Place ½ cup warm milk in the bowl of a stand mixer (or large bowl if mixing by hand). Sprinkle with 1 packet instant dry yeast and 2 tablespoons packed light brown sugar, and stir to combine. Set aside until the yeast begins to foam, 4 to 5 minutes. Meanwhile, melt 1 ½ sticks unsalted butter over low heat or in the microwave, about 50 seconds.
Add the melted butter and 3 large eggs to the bowl and whisk together until fully combined. Add 2 ½ cups all-purpose flour, 1 teaspoon vanilla extract, and ½ teaspoon kosher salt. Mix with the dough hook (or wooden spoon) on low speed until completely smooth, about 2 minutes.

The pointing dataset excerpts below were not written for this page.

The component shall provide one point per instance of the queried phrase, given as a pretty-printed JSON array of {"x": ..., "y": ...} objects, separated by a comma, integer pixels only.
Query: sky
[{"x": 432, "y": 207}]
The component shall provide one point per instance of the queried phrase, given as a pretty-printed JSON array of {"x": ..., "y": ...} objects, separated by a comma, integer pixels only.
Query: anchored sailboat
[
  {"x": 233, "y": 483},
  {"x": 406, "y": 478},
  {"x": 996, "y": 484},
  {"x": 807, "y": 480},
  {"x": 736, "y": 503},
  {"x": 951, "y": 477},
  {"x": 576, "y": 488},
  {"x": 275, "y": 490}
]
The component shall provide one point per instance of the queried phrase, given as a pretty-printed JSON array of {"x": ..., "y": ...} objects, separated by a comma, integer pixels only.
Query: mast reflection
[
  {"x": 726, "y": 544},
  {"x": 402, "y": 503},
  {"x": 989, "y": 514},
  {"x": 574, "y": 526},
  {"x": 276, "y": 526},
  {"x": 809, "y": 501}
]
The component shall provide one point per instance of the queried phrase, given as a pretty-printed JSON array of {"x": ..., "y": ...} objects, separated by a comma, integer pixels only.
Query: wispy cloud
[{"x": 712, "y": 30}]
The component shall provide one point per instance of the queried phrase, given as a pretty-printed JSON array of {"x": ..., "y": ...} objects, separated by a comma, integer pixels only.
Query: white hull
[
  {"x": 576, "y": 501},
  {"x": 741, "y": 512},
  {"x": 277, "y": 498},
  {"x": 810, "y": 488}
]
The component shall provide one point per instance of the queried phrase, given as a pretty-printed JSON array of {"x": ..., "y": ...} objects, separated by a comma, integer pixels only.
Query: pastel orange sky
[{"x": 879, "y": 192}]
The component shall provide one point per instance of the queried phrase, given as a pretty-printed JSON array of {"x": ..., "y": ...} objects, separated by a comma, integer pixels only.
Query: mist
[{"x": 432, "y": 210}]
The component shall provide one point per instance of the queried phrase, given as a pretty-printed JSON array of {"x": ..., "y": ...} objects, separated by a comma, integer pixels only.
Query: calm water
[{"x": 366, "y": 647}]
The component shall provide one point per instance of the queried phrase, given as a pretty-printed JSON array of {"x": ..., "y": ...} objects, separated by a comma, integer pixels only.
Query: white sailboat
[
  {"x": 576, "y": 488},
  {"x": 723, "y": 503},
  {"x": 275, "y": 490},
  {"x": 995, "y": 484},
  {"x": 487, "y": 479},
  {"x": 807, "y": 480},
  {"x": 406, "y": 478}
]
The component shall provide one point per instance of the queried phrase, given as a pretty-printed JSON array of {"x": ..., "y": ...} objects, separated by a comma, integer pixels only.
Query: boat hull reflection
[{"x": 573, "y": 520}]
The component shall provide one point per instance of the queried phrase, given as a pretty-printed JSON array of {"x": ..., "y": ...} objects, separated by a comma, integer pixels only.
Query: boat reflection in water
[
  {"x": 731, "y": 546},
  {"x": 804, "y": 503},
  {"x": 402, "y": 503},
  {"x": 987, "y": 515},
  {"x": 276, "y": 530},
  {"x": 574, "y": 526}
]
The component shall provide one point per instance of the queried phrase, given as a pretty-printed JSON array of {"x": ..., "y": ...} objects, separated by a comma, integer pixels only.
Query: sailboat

Cover the bowl with a kitchen towel and let the dough rise at room temperature until it relaxes, about 30 minutes.
Add 1 cup pearl sugar and fold into the dough with a large spoon. Cover the bowl again and let the dough rise for 10 minutes more. Meanwhile, heat a Belgian waffle iron over medium heat.
Coat the waffle iron with cooking spray and scoop ¼ cup of the batter into the center. Cook until golden-brown, typically 4 to 6 minutes.
Transfer the waffle with tongs to a wire rack. Repeat cooking the remaining batter, coating the iron with cooking spray between each. Enjoy while still warm, or keep warm in a 275ºF oven.